Outro ponto interessante é a mudança geracional que vem acontecendo em diversas fábricas. Esta matéria da Reuters conversa com os filhos de donos de fábricas herdadas de uma fase em que a manufatura chinesa era imbatível. Hoje, a China vem perdendo parte desse poder de ser “a fábrica do mundo”, especialmente para a Índia. Essa segunda geração de industriais precisa enfrentar novas demandas dos trabalhadores e modernizar métodos de produção.
Moving fast and breaking things. Correndo atrás dos Estados Unidos no desenvolvimento de inteligências artificiais, às vezes a China esbarra em desafios próprios. No dia 13 deste mês, durante o lançamento de uma nova IA, o CEO da Qihoo 360, Zhou Hongyi, apresentou os mecanismos de moderação de conteúdo que o produto utiliza. O esquema exibido pelo executivo se espalhou pelo Weibo, para então logo ser censurado: no dia anterior, aquele havia se tornado o primeiro modelo aprovado pela revisão do Ministério da Indústria e Tecnologia da Informação, e o esquema permitia adivinhar alguns dos temas considerados sensíveis pelo governo. Vale ler a breve análise disponível no China Digital Times.
Outros problemas são menos específicos, mais globais: preconceito e fakenews. Como reportou a Rest of World, uma plataforma chinesa de chatbots customizáveis foi removida das lojas de apps pela empresa responsável após diversos relatos de discriminação de gênero contra as usuárias e sexualização das personagens femininas. Enquanto isso, no aplicativo de vídeos curtos Kuaishou, um soldado ucraniano postava vídeos culpando os Estados Unidos pela guerra em seu país. Usuários descobriram que as postagens eram, na verdade, realizadas em Henan, usando imagens criadas com tecnologia de síntese profunda – contrariando leis pioneiras chinesas publicadas em novembro do ano passado.

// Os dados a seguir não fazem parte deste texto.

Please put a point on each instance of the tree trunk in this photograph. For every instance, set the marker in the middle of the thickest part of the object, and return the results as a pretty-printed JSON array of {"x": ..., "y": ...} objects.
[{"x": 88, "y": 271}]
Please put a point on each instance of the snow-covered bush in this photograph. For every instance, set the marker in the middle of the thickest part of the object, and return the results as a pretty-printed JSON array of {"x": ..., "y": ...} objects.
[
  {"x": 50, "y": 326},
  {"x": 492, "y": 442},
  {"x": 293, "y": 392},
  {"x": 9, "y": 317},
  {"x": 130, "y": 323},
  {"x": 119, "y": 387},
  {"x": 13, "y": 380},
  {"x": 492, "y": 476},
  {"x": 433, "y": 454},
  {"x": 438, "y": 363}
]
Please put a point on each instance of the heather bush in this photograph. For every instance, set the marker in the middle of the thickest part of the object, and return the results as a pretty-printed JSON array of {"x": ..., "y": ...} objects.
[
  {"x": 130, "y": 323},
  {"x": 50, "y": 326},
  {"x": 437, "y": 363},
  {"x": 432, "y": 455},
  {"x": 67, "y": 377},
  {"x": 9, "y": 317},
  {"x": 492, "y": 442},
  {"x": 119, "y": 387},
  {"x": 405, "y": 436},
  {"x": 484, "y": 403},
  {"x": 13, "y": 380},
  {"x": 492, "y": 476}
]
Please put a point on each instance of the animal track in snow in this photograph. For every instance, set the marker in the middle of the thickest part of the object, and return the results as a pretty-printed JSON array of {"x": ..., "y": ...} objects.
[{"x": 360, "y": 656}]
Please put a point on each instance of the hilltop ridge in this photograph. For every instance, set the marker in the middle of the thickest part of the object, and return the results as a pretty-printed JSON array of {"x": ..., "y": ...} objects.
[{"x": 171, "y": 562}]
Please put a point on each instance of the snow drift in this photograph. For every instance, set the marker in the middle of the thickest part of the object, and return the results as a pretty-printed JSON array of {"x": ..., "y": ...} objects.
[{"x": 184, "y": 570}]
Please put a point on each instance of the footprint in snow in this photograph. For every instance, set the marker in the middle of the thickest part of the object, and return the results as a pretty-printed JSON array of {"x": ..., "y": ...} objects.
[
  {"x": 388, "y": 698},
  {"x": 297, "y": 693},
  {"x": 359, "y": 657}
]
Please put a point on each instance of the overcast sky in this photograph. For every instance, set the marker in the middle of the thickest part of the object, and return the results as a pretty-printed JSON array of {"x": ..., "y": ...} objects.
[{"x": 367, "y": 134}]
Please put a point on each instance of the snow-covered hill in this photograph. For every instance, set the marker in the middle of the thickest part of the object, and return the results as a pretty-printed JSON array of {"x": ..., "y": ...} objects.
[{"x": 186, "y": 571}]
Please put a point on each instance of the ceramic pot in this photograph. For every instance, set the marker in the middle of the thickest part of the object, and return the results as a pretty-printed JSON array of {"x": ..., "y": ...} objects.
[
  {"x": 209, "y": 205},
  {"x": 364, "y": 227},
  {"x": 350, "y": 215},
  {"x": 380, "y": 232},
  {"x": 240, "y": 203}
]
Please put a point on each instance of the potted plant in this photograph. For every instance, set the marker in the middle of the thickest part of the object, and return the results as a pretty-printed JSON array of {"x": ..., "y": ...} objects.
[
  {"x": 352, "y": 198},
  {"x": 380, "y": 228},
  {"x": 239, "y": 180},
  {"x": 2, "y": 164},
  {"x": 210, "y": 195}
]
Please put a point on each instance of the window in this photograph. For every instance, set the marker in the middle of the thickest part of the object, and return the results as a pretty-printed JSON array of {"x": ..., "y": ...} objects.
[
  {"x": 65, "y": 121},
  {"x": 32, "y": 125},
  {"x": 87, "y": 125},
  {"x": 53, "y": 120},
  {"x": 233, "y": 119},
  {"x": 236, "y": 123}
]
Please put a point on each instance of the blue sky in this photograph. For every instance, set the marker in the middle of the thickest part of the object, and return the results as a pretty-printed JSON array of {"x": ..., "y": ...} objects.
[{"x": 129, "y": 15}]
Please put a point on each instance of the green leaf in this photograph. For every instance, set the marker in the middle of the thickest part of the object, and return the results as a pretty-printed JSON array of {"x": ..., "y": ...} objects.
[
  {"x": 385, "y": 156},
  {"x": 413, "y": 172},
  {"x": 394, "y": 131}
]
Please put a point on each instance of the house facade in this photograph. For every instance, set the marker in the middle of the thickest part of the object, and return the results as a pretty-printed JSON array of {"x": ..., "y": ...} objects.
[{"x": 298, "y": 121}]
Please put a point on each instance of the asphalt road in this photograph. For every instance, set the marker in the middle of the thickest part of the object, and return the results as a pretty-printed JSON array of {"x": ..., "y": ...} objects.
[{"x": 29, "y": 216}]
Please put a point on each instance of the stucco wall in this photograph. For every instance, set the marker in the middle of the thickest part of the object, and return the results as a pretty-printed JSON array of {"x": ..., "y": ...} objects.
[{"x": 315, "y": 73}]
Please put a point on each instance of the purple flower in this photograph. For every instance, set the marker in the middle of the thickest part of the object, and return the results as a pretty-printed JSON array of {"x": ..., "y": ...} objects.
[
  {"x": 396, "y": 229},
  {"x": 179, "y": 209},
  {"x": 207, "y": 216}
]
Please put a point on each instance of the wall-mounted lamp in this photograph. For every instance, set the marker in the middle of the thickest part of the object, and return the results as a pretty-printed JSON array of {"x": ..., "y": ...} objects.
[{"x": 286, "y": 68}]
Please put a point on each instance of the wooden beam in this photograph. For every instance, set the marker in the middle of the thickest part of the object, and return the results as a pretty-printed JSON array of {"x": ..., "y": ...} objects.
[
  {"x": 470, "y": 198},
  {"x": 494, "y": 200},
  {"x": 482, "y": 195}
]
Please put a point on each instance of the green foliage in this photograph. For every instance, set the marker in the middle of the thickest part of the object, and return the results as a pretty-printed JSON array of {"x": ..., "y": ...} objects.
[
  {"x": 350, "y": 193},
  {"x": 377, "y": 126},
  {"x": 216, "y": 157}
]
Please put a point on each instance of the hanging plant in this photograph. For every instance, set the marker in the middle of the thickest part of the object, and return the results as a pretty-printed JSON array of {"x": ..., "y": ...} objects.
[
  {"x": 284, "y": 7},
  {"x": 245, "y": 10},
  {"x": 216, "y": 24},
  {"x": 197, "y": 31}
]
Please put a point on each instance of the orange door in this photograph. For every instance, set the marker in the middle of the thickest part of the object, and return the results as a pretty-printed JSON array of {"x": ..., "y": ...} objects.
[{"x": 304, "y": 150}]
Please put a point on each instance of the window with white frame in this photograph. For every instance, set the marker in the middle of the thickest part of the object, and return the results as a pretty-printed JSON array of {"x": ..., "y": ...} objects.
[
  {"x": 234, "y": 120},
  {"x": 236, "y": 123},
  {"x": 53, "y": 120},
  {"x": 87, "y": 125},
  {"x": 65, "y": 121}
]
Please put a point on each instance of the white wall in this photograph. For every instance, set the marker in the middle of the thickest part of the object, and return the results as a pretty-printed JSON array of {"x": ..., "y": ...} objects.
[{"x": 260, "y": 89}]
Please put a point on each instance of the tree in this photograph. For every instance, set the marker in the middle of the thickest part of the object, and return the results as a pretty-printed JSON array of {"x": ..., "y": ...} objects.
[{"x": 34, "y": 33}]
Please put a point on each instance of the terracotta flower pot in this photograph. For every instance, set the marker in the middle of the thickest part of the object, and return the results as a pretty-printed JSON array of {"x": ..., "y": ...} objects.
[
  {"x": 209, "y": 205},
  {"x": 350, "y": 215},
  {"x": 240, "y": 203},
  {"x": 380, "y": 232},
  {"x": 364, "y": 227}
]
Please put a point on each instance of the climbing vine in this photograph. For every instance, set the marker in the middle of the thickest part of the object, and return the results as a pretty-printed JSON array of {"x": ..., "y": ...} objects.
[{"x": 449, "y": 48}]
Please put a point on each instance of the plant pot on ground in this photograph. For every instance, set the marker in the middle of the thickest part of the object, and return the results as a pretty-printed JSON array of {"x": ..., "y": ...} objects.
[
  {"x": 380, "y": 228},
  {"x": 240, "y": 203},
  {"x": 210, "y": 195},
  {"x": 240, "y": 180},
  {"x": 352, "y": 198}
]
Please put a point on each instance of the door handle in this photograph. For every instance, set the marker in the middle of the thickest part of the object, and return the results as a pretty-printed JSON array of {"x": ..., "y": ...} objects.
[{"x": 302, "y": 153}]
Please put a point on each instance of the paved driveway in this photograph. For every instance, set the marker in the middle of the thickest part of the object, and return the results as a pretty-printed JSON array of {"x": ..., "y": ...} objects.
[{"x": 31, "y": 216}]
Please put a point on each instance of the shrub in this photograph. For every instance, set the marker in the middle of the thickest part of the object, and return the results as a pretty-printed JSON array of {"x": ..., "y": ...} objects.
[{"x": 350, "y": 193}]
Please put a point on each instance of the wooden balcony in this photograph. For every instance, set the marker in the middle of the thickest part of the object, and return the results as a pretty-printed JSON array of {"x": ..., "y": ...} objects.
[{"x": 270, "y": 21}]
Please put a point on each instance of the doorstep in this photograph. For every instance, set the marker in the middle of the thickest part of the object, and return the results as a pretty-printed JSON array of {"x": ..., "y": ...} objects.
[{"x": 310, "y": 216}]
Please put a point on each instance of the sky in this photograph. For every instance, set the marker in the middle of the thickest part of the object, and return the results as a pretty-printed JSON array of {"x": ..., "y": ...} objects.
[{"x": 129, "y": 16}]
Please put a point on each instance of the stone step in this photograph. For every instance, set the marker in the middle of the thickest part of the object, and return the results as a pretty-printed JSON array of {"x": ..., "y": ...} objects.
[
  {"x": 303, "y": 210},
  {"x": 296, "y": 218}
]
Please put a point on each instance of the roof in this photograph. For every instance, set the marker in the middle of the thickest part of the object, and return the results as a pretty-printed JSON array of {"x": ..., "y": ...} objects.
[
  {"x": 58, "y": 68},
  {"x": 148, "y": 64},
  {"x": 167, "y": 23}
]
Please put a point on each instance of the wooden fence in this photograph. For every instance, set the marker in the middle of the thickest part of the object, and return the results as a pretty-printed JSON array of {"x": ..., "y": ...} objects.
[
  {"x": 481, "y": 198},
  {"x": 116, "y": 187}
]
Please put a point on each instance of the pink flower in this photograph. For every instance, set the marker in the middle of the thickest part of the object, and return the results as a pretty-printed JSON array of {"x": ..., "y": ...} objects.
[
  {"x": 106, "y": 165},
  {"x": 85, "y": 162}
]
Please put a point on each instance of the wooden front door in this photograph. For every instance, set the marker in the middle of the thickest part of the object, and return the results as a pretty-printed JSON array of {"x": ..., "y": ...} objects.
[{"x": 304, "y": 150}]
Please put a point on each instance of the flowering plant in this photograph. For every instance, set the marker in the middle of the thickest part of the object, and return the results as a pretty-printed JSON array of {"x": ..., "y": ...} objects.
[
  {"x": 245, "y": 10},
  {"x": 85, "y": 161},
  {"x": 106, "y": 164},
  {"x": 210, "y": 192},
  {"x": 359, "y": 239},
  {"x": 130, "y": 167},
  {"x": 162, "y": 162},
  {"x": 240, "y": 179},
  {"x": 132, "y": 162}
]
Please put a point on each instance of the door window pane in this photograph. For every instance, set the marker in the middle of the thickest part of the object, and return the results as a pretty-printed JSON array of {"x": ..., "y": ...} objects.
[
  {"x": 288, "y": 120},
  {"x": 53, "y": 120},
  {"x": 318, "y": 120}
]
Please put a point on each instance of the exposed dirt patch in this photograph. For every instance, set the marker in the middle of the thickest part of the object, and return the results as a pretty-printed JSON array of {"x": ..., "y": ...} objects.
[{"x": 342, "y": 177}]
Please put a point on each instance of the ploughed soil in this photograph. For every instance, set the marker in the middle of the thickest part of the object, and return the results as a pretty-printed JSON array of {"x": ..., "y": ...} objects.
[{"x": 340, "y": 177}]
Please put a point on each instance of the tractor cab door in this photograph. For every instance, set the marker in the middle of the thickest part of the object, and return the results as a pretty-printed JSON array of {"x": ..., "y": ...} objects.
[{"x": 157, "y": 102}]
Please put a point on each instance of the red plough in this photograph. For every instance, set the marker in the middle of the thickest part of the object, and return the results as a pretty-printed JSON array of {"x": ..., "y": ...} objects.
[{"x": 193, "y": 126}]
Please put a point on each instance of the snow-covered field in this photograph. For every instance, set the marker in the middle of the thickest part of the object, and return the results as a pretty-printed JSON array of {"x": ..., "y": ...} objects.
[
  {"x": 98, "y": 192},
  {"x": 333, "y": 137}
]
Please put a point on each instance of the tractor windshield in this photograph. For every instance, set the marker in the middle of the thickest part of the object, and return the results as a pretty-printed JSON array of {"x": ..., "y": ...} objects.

Apesar disso, o soldado sintético atraiu 400 mil seguidores ao longo de 2 meses na rede.
Painel: em mais uma edição do Mulheres na Sinologia, dessa vez sobre políticas públicas no Brasil e na China, a Observa China 观中国 receberá Laura Boeira, Melissa Cambuhy e Isis Paris Maia, com moderação de Aline Tedeschi. Vai rolar nesta quinta-feira, 22/06 às 20h, ao vivo pelo YouTube.
Entrevista: a ex-presidenta e atual diretora do Banco dos Brics Dilma Rousseff conversou com a jornalista Liu Xin para o programa The Point, da CGTN. Ela falou sobre o que é o banco, suas prioridades e a sua importância no cenário multilateral.
Fotos: está em vias de demolição o Picun Museum, único museu da China criado por trabalhadores migrantes para contar a própria história. Vale conferir as imagens neste fio e nos links indicados.
Biblioteca: não foi só a biblioteca de Alexandria que foi destruída de forma trágica por um incêndio. Este texto do LitHub conta da biblioteca de Hanlin, fundada no século VIII e destruída durante a Rebelião dos Boxers em 1900.
Feminismo: bora conhecer alguns termos em mandarim usados por feministas chinesas.
Fotorafia: o Museu de Arte de Pudong, em Shanghai, inaugurou uma mostra com quase 200 fotografias do premiado honconguense Liu Heung Shin, que chegou em Pequim em 1978 e registrou momentos históricos nas décadas seguintes. Para quem não pode ir, vale conferir algumas imagens no Photography of China.